Tour by The Rolling Stones | |
Associated album | Some Girls |
---|---|
Start date | 10 June 1978 |
End date | 26 July 1978 |
Legs | 1 |
No. of shows | 25 |
The Rolling Stones concert chronology |
The Rolling Stones' US Tour 1978 was a concert tour of the United States that took place during June and July 1978, immediately following the release of the group's 1978 album Some Girls. Like the 1972 and 1975 U.S. tours, Bill Graham was the tour promoter. One opening act was Peter Tosh, who was sometimes joined by Mick Jagger for their duet "Don't Look Back".
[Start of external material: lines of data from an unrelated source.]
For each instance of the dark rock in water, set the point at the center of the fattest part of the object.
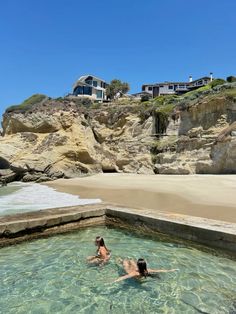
(31, 177)
(4, 164)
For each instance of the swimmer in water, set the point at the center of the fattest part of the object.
(102, 255)
(139, 270)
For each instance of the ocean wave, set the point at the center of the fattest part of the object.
(25, 197)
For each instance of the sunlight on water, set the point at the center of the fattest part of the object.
(52, 276)
(25, 197)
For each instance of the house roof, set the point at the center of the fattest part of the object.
(82, 78)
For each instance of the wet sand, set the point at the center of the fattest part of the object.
(208, 196)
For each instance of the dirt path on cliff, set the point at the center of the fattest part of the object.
(209, 196)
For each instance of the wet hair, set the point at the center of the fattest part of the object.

The tour used a stripped back, minimal stage show compared to the previous Tour of the Americas '75 and Tour of Europe '76, possibly due to the emergence of the punk rock scene and its emphasis solely on music and attitude rather than presenting a grandiose stage extravaganza.
Continuing a schedule started in 1966 of touring the United States exactly every three years, the Stones played in a mixture of theatres, sometimes under a pseudonym (i.e., at the start of the 1978 US Tour in Lakeland, Florida, The Stones were billed on the ticket as "The Great Southeast Stoned Out Wrestling Champions"), arenas, and stadiums, a practice that they would follow for many of their future tours as well. The tour was the first in which Charlie Watts used the famous Gretsch drum set that he continues to play with the Stones to this day, as well as his first employment of a china cymbal as a crash and dropping out his hi-hat when hitting the snare drum, two unique techniques that he continues to employ today. The concerts featured backing vocals by Ronnie Wood and Keith Richards, something that the Stones would get away from beginning with their next tour when Richards handled the majority of the backing vocals himself.
However, this United States tour did not carry on into Europe in 1979, breaking the group's similar schedule of performing in Europe every three years, which had started in 1967. This gap-year from touring prompted Keith Richards to join Ronnie Wood on his 1979 United States solo tour, to promote his then-album Gimme Some Neck, in the process forming the band The New Barbarians.